Late-summer blackbird flocks

Time for my annual late-summer post about the flocks of blackbirds in our marsh. Each year at this time, they get up in huge flocks and come out of the marsh right as the sun is coming over the trees. I try to get down to the river most mornings to see it.

It begins down river from us, in the phragmites in the distance in this photo

You can hear them before you can see them. After a while they begin to fly up into the treetops across the river. Right about the middle of this photo – (shooting this stuff is awful, it shows me all the dust on my cameras’ sensors)

 

It’s easiest to see them on bare or nearly bare branches against the sky – but they’re on every branch regardless.

They begin to leave those trees in flocks that at first seem large…

 

When they get up over me, they begin to catch the sunlight…they’re almost all red-winged blackbirds (Agelaius phoeniceus) and common grackles (Quiscalus quiscula) as far as I can tell.
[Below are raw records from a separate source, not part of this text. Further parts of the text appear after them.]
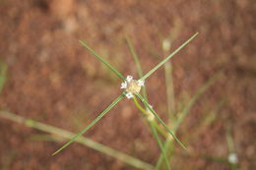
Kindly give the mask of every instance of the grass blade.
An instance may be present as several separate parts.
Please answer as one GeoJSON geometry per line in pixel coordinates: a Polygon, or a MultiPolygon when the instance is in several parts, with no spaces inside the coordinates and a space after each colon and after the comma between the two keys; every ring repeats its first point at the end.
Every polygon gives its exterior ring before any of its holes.
{"type": "MultiPolygon", "coordinates": [[[[139,110],[141,110],[141,112],[146,116],[148,113],[147,113],[147,111],[139,104],[139,102],[138,102],[137,99],[136,99],[136,96],[133,97],[133,101],[134,101],[134,104],[136,105],[136,107],[139,108],[139,110]]],[[[146,106],[145,106],[145,107],[146,107],[146,106]]],[[[150,127],[151,127],[152,134],[153,134],[154,138],[156,139],[156,141],[157,141],[157,142],[158,142],[158,144],[159,144],[159,146],[160,146],[160,148],[161,154],[162,154],[163,157],[164,157],[166,166],[167,166],[168,170],[170,170],[169,161],[168,161],[168,159],[167,159],[167,156],[166,156],[165,151],[164,151],[163,144],[162,144],[162,142],[161,142],[161,141],[160,141],[160,136],[159,136],[159,134],[158,134],[158,131],[157,131],[157,129],[158,129],[159,126],[158,126],[158,124],[156,124],[156,122],[155,122],[154,119],[153,119],[153,120],[149,120],[149,119],[148,119],[148,123],[149,123],[149,125],[150,125],[150,127]],[[157,125],[158,127],[157,127],[156,125],[157,125]]],[[[161,131],[160,131],[160,132],[161,132],[161,131]]],[[[163,136],[165,137],[164,132],[163,132],[163,136]]]]}
{"type": "MultiPolygon", "coordinates": [[[[129,50],[133,56],[134,62],[136,64],[138,75],[140,78],[142,78],[143,77],[142,65],[141,65],[139,57],[135,51],[134,45],[128,36],[126,36],[126,41],[129,46],[129,50]]],[[[148,94],[147,94],[146,86],[142,86],[142,94],[143,94],[144,98],[148,101],[148,94]]]]}
{"type": "Polygon", "coordinates": [[[59,149],[57,149],[55,152],[52,153],[52,155],[57,154],[62,149],[67,147],[69,144],[71,144],[73,142],[75,142],[79,137],[81,137],[84,133],[86,133],[90,128],[92,128],[97,121],[99,121],[111,108],[113,108],[123,97],[124,93],[122,93],[119,97],[117,97],[104,111],[102,111],[91,124],[89,124],[85,129],[83,129],[80,133],[78,133],[76,136],[74,136],[68,142],[66,142],[64,145],[62,145],[59,149]]]}
{"type": "Polygon", "coordinates": [[[105,61],[103,58],[99,57],[99,55],[96,54],[96,52],[92,49],[85,41],[79,40],[79,42],[86,47],[96,58],[97,58],[99,61],[101,61],[108,69],[110,69],[117,77],[119,77],[121,80],[125,80],[125,78],[122,76],[121,73],[119,73],[113,66],[111,66],[107,61],[105,61]]]}
{"type": "Polygon", "coordinates": [[[150,104],[139,94],[136,95],[140,98],[140,100],[147,106],[147,108],[155,115],[155,117],[159,120],[159,122],[165,128],[165,130],[172,136],[172,138],[184,148],[184,144],[176,138],[176,136],[169,130],[169,128],[164,124],[164,122],[160,118],[160,116],[151,108],[150,104]]]}
{"type": "Polygon", "coordinates": [[[7,64],[0,61],[0,93],[6,82],[7,64]]]}
{"type": "Polygon", "coordinates": [[[167,62],[164,65],[164,78],[165,78],[165,90],[167,99],[167,114],[169,119],[174,122],[174,111],[175,111],[175,99],[174,99],[174,86],[172,80],[172,64],[167,62]]]}
{"type": "Polygon", "coordinates": [[[173,51],[169,56],[167,56],[164,60],[160,62],[157,66],[155,66],[150,72],[148,72],[146,75],[144,75],[141,80],[146,80],[149,76],[151,76],[154,72],[156,72],[160,66],[162,66],[164,63],[166,63],[171,57],[173,57],[179,50],[181,50],[183,47],[185,47],[194,37],[198,35],[198,32],[196,32],[193,36],[191,36],[188,40],[186,40],[182,45],[180,45],[175,51],[173,51]]]}
{"type": "Polygon", "coordinates": [[[132,43],[132,41],[130,40],[130,38],[128,36],[126,36],[126,41],[127,41],[127,44],[129,46],[129,50],[133,56],[133,59],[134,59],[134,62],[136,64],[136,67],[137,67],[137,70],[138,70],[138,75],[140,78],[143,77],[143,71],[142,71],[142,65],[141,65],[141,62],[139,60],[139,57],[135,51],[135,48],[134,48],[134,45],[132,43]]]}
{"type": "Polygon", "coordinates": [[[159,134],[158,134],[156,128],[154,127],[154,125],[151,122],[150,122],[150,126],[151,126],[152,133],[153,133],[154,137],[156,138],[158,144],[160,148],[161,154],[163,155],[163,158],[164,158],[166,166],[167,166],[167,170],[170,170],[170,165],[169,165],[169,161],[168,161],[168,158],[167,158],[167,155],[166,155],[166,151],[164,150],[163,144],[162,144],[162,142],[161,142],[161,141],[159,137],[159,134]]]}
{"type": "MultiPolygon", "coordinates": [[[[175,134],[177,129],[179,128],[180,124],[183,122],[183,120],[185,119],[185,117],[187,116],[187,114],[189,113],[190,109],[192,108],[192,106],[196,103],[196,101],[198,100],[198,98],[217,81],[220,79],[221,74],[223,72],[220,71],[219,73],[217,73],[215,76],[213,76],[213,78],[211,78],[203,86],[201,86],[197,92],[193,95],[193,97],[189,100],[187,106],[182,110],[179,118],[177,119],[177,122],[175,123],[175,126],[173,127],[173,133],[175,134]]],[[[165,143],[164,143],[164,149],[168,150],[169,145],[171,143],[171,141],[169,139],[166,140],[165,143]]],[[[160,157],[158,160],[157,163],[157,170],[159,169],[159,167],[160,166],[161,162],[163,160],[163,155],[161,154],[160,157]]]]}
{"type": "MultiPolygon", "coordinates": [[[[7,120],[14,121],[16,123],[24,124],[27,127],[30,127],[32,129],[36,129],[36,130],[39,130],[42,132],[49,133],[49,134],[51,134],[54,141],[59,141],[60,138],[71,139],[72,137],[75,136],[74,133],[71,133],[69,131],[66,131],[66,130],[63,130],[63,129],[60,129],[57,127],[53,127],[53,126],[50,126],[47,124],[43,124],[43,123],[40,123],[40,122],[37,122],[37,121],[34,121],[32,119],[26,119],[22,116],[19,116],[19,115],[16,115],[14,113],[10,113],[7,111],[0,111],[0,117],[5,118],[7,120]]],[[[135,168],[145,169],[145,170],[153,169],[153,166],[147,162],[144,162],[136,157],[130,156],[130,155],[120,152],[118,150],[115,150],[111,147],[103,145],[103,144],[96,142],[93,140],[90,140],[88,138],[81,137],[76,141],[76,142],[79,142],[90,148],[99,151],[103,154],[116,158],[116,159],[126,163],[127,165],[133,166],[135,168]]]]}

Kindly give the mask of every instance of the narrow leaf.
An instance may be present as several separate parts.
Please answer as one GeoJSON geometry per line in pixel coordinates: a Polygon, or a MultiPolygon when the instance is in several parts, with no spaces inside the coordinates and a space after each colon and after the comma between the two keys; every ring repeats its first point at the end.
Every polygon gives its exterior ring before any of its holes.
{"type": "Polygon", "coordinates": [[[159,122],[165,128],[165,130],[173,137],[173,139],[184,148],[184,144],[177,139],[177,137],[169,130],[169,128],[164,124],[164,122],[160,118],[157,112],[151,108],[150,104],[141,96],[141,94],[136,93],[136,95],[140,98],[140,100],[147,106],[147,108],[155,115],[155,117],[159,120],[159,122]]]}
{"type": "Polygon", "coordinates": [[[156,128],[154,127],[154,125],[152,123],[150,123],[150,126],[151,126],[151,129],[152,129],[152,133],[153,133],[154,137],[156,138],[158,144],[160,148],[161,154],[164,157],[164,160],[165,160],[165,163],[166,163],[166,166],[167,166],[167,170],[170,170],[170,165],[169,165],[169,161],[168,161],[168,158],[167,158],[167,155],[166,155],[166,151],[164,150],[163,144],[162,144],[162,142],[161,142],[161,141],[159,137],[159,134],[158,134],[156,128]]]}
{"type": "MultiPolygon", "coordinates": [[[[134,48],[132,41],[130,40],[130,38],[128,36],[126,37],[126,41],[127,41],[127,44],[129,46],[130,52],[133,56],[134,62],[136,64],[138,75],[139,75],[140,78],[142,78],[143,77],[143,70],[142,70],[142,65],[141,65],[141,62],[139,60],[138,54],[137,54],[137,52],[134,48]]],[[[148,101],[148,94],[147,94],[146,86],[142,87],[142,93],[143,93],[143,97],[148,101]]]]}
{"type": "Polygon", "coordinates": [[[0,93],[6,83],[7,64],[0,61],[0,93]]]}
{"type": "Polygon", "coordinates": [[[62,149],[67,147],[73,142],[75,142],[79,137],[81,137],[84,133],[86,133],[90,128],[92,128],[97,121],[99,121],[111,108],[113,108],[122,98],[124,97],[124,93],[122,93],[119,97],[117,97],[104,111],[102,111],[91,124],[89,124],[85,129],[83,129],[80,133],[74,136],[68,142],[62,145],[59,149],[57,149],[52,155],[57,154],[62,149]]]}
{"type": "MultiPolygon", "coordinates": [[[[188,104],[184,107],[184,109],[182,110],[179,118],[177,119],[174,128],[173,128],[173,132],[174,134],[176,133],[177,129],[179,128],[179,126],[181,125],[181,123],[183,122],[183,120],[185,119],[185,117],[187,116],[187,114],[189,113],[190,109],[192,108],[192,106],[196,103],[196,101],[199,99],[199,97],[216,82],[221,78],[223,71],[218,72],[215,76],[213,76],[205,85],[203,85],[198,90],[197,92],[193,95],[193,97],[189,100],[188,104]]],[[[170,140],[166,140],[166,142],[164,142],[164,149],[168,150],[169,145],[171,143],[170,140]]],[[[158,160],[158,164],[157,164],[157,168],[156,170],[158,170],[163,160],[163,155],[161,154],[159,157],[158,160]]]]}
{"type": "Polygon", "coordinates": [[[116,76],[118,76],[121,80],[125,80],[121,73],[119,73],[113,66],[111,66],[107,61],[103,58],[99,57],[96,52],[92,49],[85,41],[79,40],[79,42],[86,47],[95,57],[96,57],[99,61],[101,61],[106,67],[108,67],[116,76]]]}
{"type": "Polygon", "coordinates": [[[193,36],[191,36],[188,40],[186,40],[182,45],[180,45],[175,51],[173,51],[168,57],[166,57],[164,60],[162,60],[160,63],[159,63],[157,66],[155,66],[150,72],[148,72],[146,75],[144,75],[141,80],[146,80],[149,76],[151,76],[154,72],[156,72],[160,66],[162,66],[164,63],[166,63],[171,57],[173,57],[179,50],[181,50],[183,47],[185,47],[194,37],[198,35],[198,32],[196,32],[193,36]]]}
{"type": "MultiPolygon", "coordinates": [[[[15,123],[19,124],[24,124],[25,126],[29,128],[32,128],[35,130],[39,130],[45,133],[49,133],[49,136],[52,137],[52,140],[54,141],[59,141],[63,139],[71,139],[75,134],[57,128],[53,127],[47,124],[43,124],[32,119],[27,119],[25,117],[16,115],[14,113],[8,112],[8,111],[2,111],[0,110],[0,118],[4,118],[10,121],[14,121],[15,123]]],[[[85,137],[80,137],[76,142],[81,143],[83,145],[86,145],[90,148],[93,148],[96,151],[99,151],[100,153],[106,154],[108,156],[112,156],[115,159],[118,159],[127,165],[134,166],[135,168],[138,169],[153,169],[153,166],[147,162],[144,162],[143,160],[140,160],[136,157],[133,157],[131,155],[128,155],[126,153],[120,152],[116,149],[113,149],[111,147],[108,147],[104,144],[101,144],[99,142],[96,142],[91,139],[85,138],[85,137]]]]}

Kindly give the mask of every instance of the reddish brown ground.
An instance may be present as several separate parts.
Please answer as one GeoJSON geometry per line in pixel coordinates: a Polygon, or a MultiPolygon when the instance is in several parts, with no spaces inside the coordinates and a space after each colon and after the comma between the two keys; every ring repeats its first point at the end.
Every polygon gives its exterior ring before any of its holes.
{"type": "MultiPolygon", "coordinates": [[[[124,75],[136,75],[125,35],[132,37],[144,70],[149,71],[159,62],[153,52],[160,52],[161,36],[175,32],[174,49],[199,31],[172,59],[177,101],[192,96],[212,75],[224,71],[182,124],[179,137],[192,155],[177,153],[173,169],[229,169],[225,163],[197,156],[226,157],[227,125],[232,129],[239,169],[254,169],[255,17],[252,0],[1,0],[0,57],[9,70],[0,106],[78,132],[120,93],[120,81],[79,39],[86,39],[124,75]],[[210,113],[217,119],[199,127],[210,113]],[[75,120],[80,123],[75,125],[75,120]]],[[[162,118],[163,83],[162,69],[147,82],[151,103],[162,118]]],[[[0,167],[133,169],[80,144],[49,156],[60,143],[32,141],[32,134],[41,132],[5,119],[0,119],[0,167]]],[[[153,164],[160,153],[140,112],[127,99],[87,137],[153,164]]]]}

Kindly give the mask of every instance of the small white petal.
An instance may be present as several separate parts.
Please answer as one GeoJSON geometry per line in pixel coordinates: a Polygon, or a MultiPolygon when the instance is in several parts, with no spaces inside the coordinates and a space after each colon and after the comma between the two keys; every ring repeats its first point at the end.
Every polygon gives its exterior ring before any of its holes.
{"type": "Polygon", "coordinates": [[[237,159],[237,156],[235,153],[230,153],[228,154],[228,162],[231,163],[231,164],[236,164],[238,159],[237,159]]]}
{"type": "Polygon", "coordinates": [[[140,86],[144,86],[145,85],[145,82],[144,81],[142,81],[142,80],[139,80],[138,81],[138,85],[140,85],[140,86]]]}
{"type": "Polygon", "coordinates": [[[130,99],[130,98],[133,98],[133,97],[134,97],[134,95],[133,95],[133,93],[132,93],[132,92],[128,92],[128,93],[126,93],[125,95],[126,95],[126,97],[127,97],[128,99],[130,99]]]}
{"type": "Polygon", "coordinates": [[[149,111],[148,120],[154,121],[154,119],[155,119],[155,115],[151,111],[149,111]]]}
{"type": "Polygon", "coordinates": [[[126,77],[126,81],[129,83],[129,82],[131,82],[133,80],[133,77],[132,76],[127,76],[126,77]]]}
{"type": "Polygon", "coordinates": [[[121,88],[127,88],[127,83],[126,82],[121,84],[121,88]]]}

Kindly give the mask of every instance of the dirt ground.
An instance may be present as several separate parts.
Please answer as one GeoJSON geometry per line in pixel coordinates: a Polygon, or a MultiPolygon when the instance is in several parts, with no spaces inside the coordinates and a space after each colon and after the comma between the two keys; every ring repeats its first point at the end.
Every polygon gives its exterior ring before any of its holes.
{"type": "MultiPolygon", "coordinates": [[[[79,39],[87,40],[126,76],[136,75],[126,35],[147,72],[159,62],[154,54],[162,55],[163,37],[173,39],[172,51],[199,31],[171,59],[177,105],[186,103],[215,73],[224,73],[179,129],[189,155],[176,145],[171,165],[180,170],[230,169],[226,163],[198,156],[227,157],[225,130],[230,127],[237,169],[255,169],[254,7],[252,0],[1,0],[0,59],[8,72],[0,107],[79,132],[121,92],[121,82],[79,39]],[[216,119],[199,126],[209,114],[216,119]]],[[[164,119],[163,70],[152,75],[146,85],[151,103],[164,119]]],[[[44,133],[0,119],[1,169],[134,169],[77,143],[50,156],[61,143],[31,140],[35,134],[44,133]]],[[[86,137],[152,164],[160,153],[140,112],[128,99],[86,137]]]]}

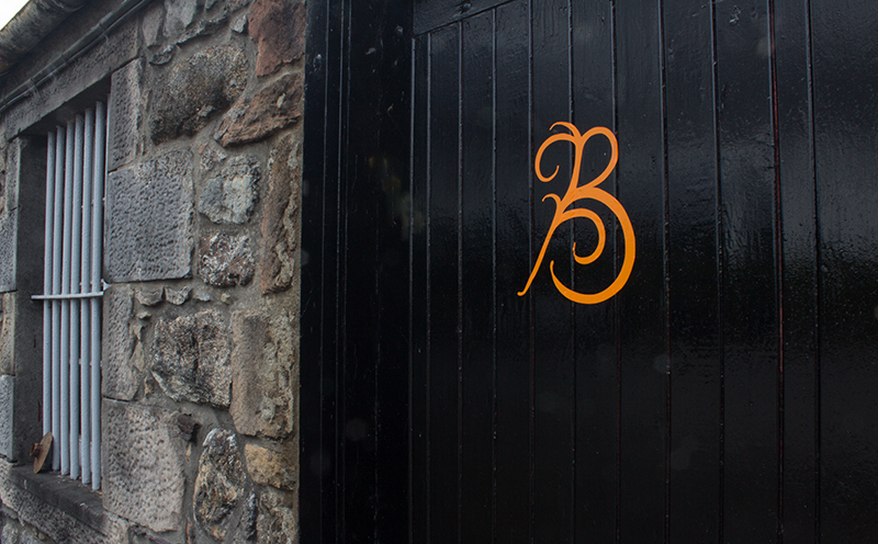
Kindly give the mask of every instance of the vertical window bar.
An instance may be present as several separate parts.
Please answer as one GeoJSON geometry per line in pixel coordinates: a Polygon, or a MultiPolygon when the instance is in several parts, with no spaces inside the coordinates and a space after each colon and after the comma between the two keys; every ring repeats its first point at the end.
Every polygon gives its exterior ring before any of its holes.
{"type": "MultiPolygon", "coordinates": [[[[55,217],[55,133],[46,136],[46,228],[43,245],[43,293],[52,293],[53,219],[55,217]]],[[[43,434],[52,430],[52,301],[43,301],[43,434]]]]}
{"type": "MultiPolygon", "coordinates": [[[[76,116],[74,128],[74,204],[70,225],[70,293],[82,293],[82,115],[76,116]]],[[[79,373],[80,373],[80,306],[81,302],[70,301],[70,477],[79,478],[79,373]]]]}
{"type": "MultiPolygon", "coordinates": [[[[61,246],[64,219],[64,151],[67,147],[67,135],[60,126],[55,137],[55,205],[52,225],[52,294],[61,292],[61,246]]],[[[61,456],[59,440],[61,437],[61,303],[52,301],[52,469],[60,471],[61,456]]]]}
{"type": "MultiPolygon", "coordinates": [[[[82,259],[80,259],[81,292],[94,293],[91,288],[92,178],[94,172],[94,110],[86,110],[86,134],[82,148],[82,259]]],[[[82,301],[80,308],[79,349],[79,409],[82,484],[91,484],[91,301],[82,301]]]]}
{"type": "MultiPolygon", "coordinates": [[[[74,216],[74,122],[67,123],[64,161],[64,247],[61,249],[61,294],[70,294],[70,252],[74,216]]],[[[70,301],[61,301],[61,474],[70,474],[70,301]]]]}
{"type": "MultiPolygon", "coordinates": [[[[91,291],[101,290],[101,248],[103,247],[103,184],[106,173],[106,109],[102,102],[95,106],[94,120],[94,180],[92,182],[91,217],[91,291]]],[[[101,301],[92,298],[91,305],[91,487],[101,487],[101,301]]]]}

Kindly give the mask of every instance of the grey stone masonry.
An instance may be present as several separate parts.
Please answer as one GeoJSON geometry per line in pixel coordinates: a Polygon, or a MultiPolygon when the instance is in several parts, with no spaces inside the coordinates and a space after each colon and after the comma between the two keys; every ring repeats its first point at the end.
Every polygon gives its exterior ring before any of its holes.
{"type": "Polygon", "coordinates": [[[143,125],[144,106],[140,92],[143,87],[143,59],[132,60],[113,73],[110,91],[108,170],[127,165],[137,156],[143,125]]]}
{"type": "Polygon", "coordinates": [[[104,399],[104,508],[153,531],[183,524],[184,443],[176,413],[104,399]]]}
{"type": "Polygon", "coordinates": [[[12,446],[12,407],[15,378],[0,376],[0,455],[13,460],[15,454],[12,446]]]}
{"type": "Polygon", "coordinates": [[[108,178],[104,267],[111,282],[188,277],[194,250],[192,156],[171,151],[108,178]]]}
{"type": "MultiPolygon", "coordinates": [[[[5,160],[3,172],[0,178],[0,292],[9,292],[15,290],[15,262],[16,252],[15,237],[18,236],[19,224],[19,183],[14,175],[15,166],[18,163],[16,155],[10,146],[10,155],[12,155],[11,168],[5,168],[5,160]]],[[[4,157],[7,149],[0,149],[0,157],[4,157]]]]}

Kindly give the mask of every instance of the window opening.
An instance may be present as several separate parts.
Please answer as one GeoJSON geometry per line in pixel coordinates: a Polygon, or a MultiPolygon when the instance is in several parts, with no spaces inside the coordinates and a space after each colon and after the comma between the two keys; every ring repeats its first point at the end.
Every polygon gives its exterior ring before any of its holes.
{"type": "Polygon", "coordinates": [[[43,301],[43,433],[53,469],[100,489],[105,105],[47,140],[43,295],[33,297],[43,301]]]}

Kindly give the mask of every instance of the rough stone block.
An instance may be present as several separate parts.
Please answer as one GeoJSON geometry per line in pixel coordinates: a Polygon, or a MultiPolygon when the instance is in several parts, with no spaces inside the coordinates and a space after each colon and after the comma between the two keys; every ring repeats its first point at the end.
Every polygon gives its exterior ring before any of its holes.
{"type": "Polygon", "coordinates": [[[232,46],[211,47],[175,65],[154,88],[153,140],[198,133],[232,105],[246,86],[247,57],[232,46]]]}
{"type": "Polygon", "coordinates": [[[304,83],[288,73],[254,97],[241,97],[225,114],[214,137],[225,146],[250,144],[292,126],[302,117],[304,83]]]}
{"type": "Polygon", "coordinates": [[[0,374],[15,374],[15,295],[0,294],[0,374]]]}
{"type": "Polygon", "coordinates": [[[214,429],[204,439],[195,477],[195,520],[214,539],[225,542],[233,513],[245,496],[244,467],[235,433],[214,429]]]}
{"type": "Polygon", "coordinates": [[[202,5],[203,0],[165,0],[165,36],[172,38],[183,32],[202,5]]]}
{"type": "Polygon", "coordinates": [[[254,277],[254,254],[246,236],[217,233],[199,242],[199,275],[217,287],[247,285],[254,277]]]}
{"type": "Polygon", "coordinates": [[[183,524],[184,443],[176,412],[104,399],[104,508],[153,531],[183,524]]]}
{"type": "Polygon", "coordinates": [[[207,180],[201,190],[199,212],[221,225],[247,223],[256,204],[259,177],[256,157],[229,159],[219,173],[207,180]]]}
{"type": "Polygon", "coordinates": [[[292,494],[266,490],[259,497],[256,522],[258,542],[292,544],[299,542],[299,522],[292,494]]]}
{"type": "Polygon", "coordinates": [[[160,3],[154,3],[144,12],[140,29],[144,32],[144,41],[147,47],[158,45],[161,38],[161,23],[165,20],[165,13],[161,10],[160,3]]]}
{"type": "Polygon", "coordinates": [[[300,146],[285,138],[271,151],[268,194],[262,209],[262,252],[259,259],[259,287],[262,293],[290,288],[295,273],[299,247],[301,196],[300,146]]]}
{"type": "Polygon", "coordinates": [[[187,277],[194,249],[191,155],[171,151],[108,177],[104,267],[111,282],[187,277]]]}
{"type": "Polygon", "coordinates": [[[0,376],[0,455],[8,460],[15,458],[12,443],[14,388],[15,378],[13,376],[0,376]]]}
{"type": "Polygon", "coordinates": [[[273,314],[240,311],[232,317],[229,412],[238,432],[281,439],[293,430],[296,336],[292,316],[273,314]]]}
{"type": "Polygon", "coordinates": [[[106,169],[127,165],[140,147],[144,102],[144,61],[132,60],[111,78],[106,169]]]}
{"type": "Polygon", "coordinates": [[[248,18],[250,36],[259,46],[256,75],[268,76],[305,53],[305,2],[257,0],[248,18]]]}
{"type": "Polygon", "coordinates": [[[16,237],[19,233],[20,146],[13,141],[0,155],[9,152],[9,165],[0,184],[0,292],[15,291],[16,237]]]}
{"type": "MultiPolygon", "coordinates": [[[[4,116],[7,139],[11,139],[71,99],[106,78],[108,73],[139,55],[139,30],[136,18],[99,39],[91,49],[57,72],[40,92],[16,103],[4,116]]],[[[11,82],[7,82],[12,87],[11,82]]]]}
{"type": "Polygon", "coordinates": [[[229,401],[229,335],[213,310],[159,319],[153,343],[153,375],[175,400],[226,407],[229,401]]]}
{"type": "Polygon", "coordinates": [[[293,491],[299,466],[299,450],[274,451],[256,444],[245,444],[244,456],[247,460],[247,472],[256,484],[293,491]]]}
{"type": "Polygon", "coordinates": [[[133,400],[143,375],[143,345],[132,329],[132,290],[113,285],[103,298],[103,367],[101,393],[104,397],[133,400]]]}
As they get up in the sky, there’s two (or more) places to watch – those up there…

And the larger flocks now moving up to take their place…

Then it really begins to get big…

The sound is as impressive as the sight…

a few pictures as I tried to follow the whole flock both coming up and across the sky…

Once the large flocks begin to move, the whole thing only lasts about a minute, maybe a minute & 1/2.

 

Now – count ’em. There’s a lot of them…

 

A short video from 2 weeks ago. The flock gets bigger for a while, then it will taper off in a while…some of these birds leave here in the autumn, but some winter-over now.

13 thoughts on “Late-summer blackbird flocks

  1. Fascinating, thanks for sharing. The video really provides a good view of the scale and the sounds. Is this something that occurs daily? Is this a practice run for when they head south or are they already heading somewhere else? Thanks.

  2. It must be amazing to see that big of a flock! Once you mentioned the red winged blackbirds, I realized that mine have gone. I live in Ohio. Mine must be on their way to you,maybe part of one of the flocks you see.